Le difficoltà economiche del Comasco
Al di là della questione Sisme oppure Orsogrill, oltre i casi di Afl (le ex Ferriere di Dongo) o di Chibro, e con loro numerose altre aziende della provincia, il territorio ha un problema più ampio. Ci sono, certamente, i singoli casi; le famiglie pesantemente coinvolte in ristrutturazioni, riduzioni di personale, mobilità; ci sono gli uomini e le donne che vedono in pericolo il posto di lavoro; ci sono pure ex nomi illustri dell’imprenditoria locale in affanno, sull’orlo della crisi.
Il problema vero però, a nostro avviso, è differente. E riguarda non qualche azienda presa singolarmente e neppure le capacità o meno del tale imprenditore o del tal altro. Il problema è che il nostro territorio ormai non è più competitivo. Qui, tra Como e dintorni, produrre costa troppo. Troppo cari i motori elettrici della Sisme di Olgiate Comasco, i tessuti di molte aziende seriche, le recinzioni di Orsogrill, i vetri e le lampade de La Murrina. Certo, errori ce ne saranno stati da parte della classe imprenditoriale, impossibile negarlo. Però una crisi così profonda non può provenire solo da lì.
Quello che ci pare manchi è, dunque, un sistema competitivo, la capacità del territorio di attrarre energie imprenditoriali e capitali, idee e aziende. Una struttura economica, politica e anche sociale in grado di fare la differenza col resto del mondo.
Non solo sui costi. Anzi, a prescindere dai costi perché su questo terreno saremmo sempre sconfitti.

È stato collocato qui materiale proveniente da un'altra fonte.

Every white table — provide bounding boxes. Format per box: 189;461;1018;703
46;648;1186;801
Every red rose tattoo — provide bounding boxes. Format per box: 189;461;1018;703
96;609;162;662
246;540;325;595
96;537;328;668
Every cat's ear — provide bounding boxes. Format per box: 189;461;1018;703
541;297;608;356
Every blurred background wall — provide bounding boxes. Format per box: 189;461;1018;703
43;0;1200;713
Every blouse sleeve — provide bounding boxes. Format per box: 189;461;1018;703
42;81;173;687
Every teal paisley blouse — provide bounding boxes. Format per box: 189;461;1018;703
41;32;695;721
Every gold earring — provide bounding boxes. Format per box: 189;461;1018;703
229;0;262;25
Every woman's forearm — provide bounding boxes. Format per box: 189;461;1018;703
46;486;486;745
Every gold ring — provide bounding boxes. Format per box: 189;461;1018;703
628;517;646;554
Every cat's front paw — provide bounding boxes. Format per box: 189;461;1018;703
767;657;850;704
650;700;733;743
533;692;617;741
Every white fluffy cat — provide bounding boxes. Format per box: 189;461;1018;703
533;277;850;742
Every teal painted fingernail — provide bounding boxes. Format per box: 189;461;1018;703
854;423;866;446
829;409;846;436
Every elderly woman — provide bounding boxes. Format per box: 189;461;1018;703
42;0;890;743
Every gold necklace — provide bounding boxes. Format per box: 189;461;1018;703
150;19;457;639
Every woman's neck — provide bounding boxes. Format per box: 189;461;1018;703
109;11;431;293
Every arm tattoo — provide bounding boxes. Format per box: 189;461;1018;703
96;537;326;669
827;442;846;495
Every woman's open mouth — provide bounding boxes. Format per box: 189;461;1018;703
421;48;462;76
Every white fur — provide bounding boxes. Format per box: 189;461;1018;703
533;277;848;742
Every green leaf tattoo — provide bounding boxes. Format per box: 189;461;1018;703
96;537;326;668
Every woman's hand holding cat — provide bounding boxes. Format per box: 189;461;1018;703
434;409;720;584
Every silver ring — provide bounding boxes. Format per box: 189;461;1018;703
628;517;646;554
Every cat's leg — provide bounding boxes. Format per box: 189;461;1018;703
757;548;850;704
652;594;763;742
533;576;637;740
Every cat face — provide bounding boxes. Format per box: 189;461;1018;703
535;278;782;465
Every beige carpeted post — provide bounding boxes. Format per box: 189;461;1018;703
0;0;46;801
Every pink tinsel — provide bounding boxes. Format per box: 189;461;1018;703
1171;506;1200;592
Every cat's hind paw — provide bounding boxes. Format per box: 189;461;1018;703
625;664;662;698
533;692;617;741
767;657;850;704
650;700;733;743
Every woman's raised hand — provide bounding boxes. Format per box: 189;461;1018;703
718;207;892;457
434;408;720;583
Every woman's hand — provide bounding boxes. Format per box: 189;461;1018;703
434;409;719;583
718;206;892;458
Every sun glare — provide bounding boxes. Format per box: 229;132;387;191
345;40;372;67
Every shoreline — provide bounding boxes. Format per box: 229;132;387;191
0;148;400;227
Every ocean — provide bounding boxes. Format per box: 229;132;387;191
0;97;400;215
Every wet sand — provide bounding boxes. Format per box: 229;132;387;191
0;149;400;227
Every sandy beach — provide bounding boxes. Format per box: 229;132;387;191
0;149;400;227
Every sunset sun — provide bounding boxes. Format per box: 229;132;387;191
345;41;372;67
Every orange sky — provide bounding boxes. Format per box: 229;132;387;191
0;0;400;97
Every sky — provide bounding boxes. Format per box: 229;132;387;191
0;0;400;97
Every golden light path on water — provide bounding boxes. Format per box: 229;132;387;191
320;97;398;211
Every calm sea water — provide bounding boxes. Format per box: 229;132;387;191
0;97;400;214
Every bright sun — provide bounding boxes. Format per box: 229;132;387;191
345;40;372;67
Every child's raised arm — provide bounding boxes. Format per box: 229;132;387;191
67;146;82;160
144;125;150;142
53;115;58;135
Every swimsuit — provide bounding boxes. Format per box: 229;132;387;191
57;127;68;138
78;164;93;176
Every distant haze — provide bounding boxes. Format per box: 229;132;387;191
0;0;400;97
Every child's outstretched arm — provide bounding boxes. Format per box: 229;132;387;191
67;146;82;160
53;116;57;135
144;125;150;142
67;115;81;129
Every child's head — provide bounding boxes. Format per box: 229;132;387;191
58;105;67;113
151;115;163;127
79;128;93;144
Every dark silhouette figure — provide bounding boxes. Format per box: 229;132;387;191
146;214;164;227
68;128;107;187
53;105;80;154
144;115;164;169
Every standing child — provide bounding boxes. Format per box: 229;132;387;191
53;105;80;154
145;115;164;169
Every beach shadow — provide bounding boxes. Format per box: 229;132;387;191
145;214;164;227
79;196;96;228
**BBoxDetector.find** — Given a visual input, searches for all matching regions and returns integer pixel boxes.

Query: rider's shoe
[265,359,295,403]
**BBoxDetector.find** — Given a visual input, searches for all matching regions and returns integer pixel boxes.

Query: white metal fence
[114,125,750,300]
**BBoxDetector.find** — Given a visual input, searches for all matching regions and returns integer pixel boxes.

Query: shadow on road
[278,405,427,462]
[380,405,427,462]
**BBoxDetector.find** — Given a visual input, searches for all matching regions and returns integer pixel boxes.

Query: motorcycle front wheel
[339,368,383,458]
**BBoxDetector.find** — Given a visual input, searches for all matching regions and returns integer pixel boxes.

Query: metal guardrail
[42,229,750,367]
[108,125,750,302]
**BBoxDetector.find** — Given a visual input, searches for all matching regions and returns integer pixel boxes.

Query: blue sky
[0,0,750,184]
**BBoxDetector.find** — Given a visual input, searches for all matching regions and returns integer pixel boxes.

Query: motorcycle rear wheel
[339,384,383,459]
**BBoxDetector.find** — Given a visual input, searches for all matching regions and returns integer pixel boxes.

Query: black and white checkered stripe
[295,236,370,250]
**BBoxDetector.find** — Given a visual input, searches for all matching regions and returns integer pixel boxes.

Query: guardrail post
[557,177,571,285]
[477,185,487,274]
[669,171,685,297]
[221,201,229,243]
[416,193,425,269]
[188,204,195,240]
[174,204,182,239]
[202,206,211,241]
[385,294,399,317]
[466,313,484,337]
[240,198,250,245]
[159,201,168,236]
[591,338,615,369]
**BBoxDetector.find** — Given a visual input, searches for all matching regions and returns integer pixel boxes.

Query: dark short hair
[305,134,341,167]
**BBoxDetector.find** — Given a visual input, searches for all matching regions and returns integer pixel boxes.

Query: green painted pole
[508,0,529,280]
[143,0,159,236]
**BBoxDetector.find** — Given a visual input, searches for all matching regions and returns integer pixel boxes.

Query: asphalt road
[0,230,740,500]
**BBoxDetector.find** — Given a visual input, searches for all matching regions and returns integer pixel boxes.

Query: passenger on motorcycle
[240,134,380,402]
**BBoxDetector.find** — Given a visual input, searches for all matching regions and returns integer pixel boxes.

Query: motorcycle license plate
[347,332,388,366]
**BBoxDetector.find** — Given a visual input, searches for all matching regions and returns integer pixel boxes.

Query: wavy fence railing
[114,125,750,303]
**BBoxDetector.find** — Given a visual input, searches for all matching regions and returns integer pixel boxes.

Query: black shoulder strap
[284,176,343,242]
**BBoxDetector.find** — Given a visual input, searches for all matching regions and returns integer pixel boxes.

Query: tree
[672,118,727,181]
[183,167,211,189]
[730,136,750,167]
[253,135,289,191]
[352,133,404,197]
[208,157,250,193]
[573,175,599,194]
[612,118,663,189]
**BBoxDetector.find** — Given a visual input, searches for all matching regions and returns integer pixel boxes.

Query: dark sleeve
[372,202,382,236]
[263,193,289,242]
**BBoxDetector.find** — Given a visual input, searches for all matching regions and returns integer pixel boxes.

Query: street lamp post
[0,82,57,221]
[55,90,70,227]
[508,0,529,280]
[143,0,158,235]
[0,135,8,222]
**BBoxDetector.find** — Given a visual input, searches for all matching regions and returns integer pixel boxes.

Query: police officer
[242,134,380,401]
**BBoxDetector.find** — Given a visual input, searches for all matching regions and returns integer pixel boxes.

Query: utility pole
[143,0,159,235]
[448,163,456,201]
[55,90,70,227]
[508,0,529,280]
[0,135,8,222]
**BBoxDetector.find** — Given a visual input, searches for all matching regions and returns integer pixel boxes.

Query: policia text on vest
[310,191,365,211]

Ovviamente ricette sicure e formule magiche non ne abbiamo e forse non ce ne sono. Però non possiamo non pensare al Canton Ticino, ai “cugini” che ci danno dei topi golosi del loro formaggio, dei parassiti. Beh, saranno assurdi nei rapporti con noi, magari senza creatività, però proprio i ticinesi si sono “inventati” una politica economica che ha saputo attrarre oltre frontiera aziende italiane e non solo. Fabbriche, magazzini, centri logistici, non solo holding. Con nomi del calibro di Gucci, tanto per citarne uno. Eppure la storia ci dice con evidenza che la Svizzera è cara per quanto riguarda la manodopera, gli affitti, i prezzi degli immobili. Certamente vero, però a bilanciare questa voce ci sono altri aspetti: sicurezza, servizi puntuali e – assolutamente non ultimi – degli sgravi fiscali ai nuovi investimenti produttivi. Lo chiamano “Copernico” ed è un progetto del governo di Basilea per tutto il Cantone.
Non è una questione politica: il federalismo della Lega Nord o il centralismo romano di altri partiti sono lontani da questi ragionamenti. Semplicemente, vediamo un progressivo declino economico – e quindi sociale – del territorio comasco mentre altre aree vicine riescono a offrire “qualcosa”. Roba difficile da mettere in piedi, una manovra del genere, in questa nostra Italietta. Che dovrebbe vedere, insieme, enti locali e regione e governo centrale. Quasi impossibile, eppure forse è solo quella la strada.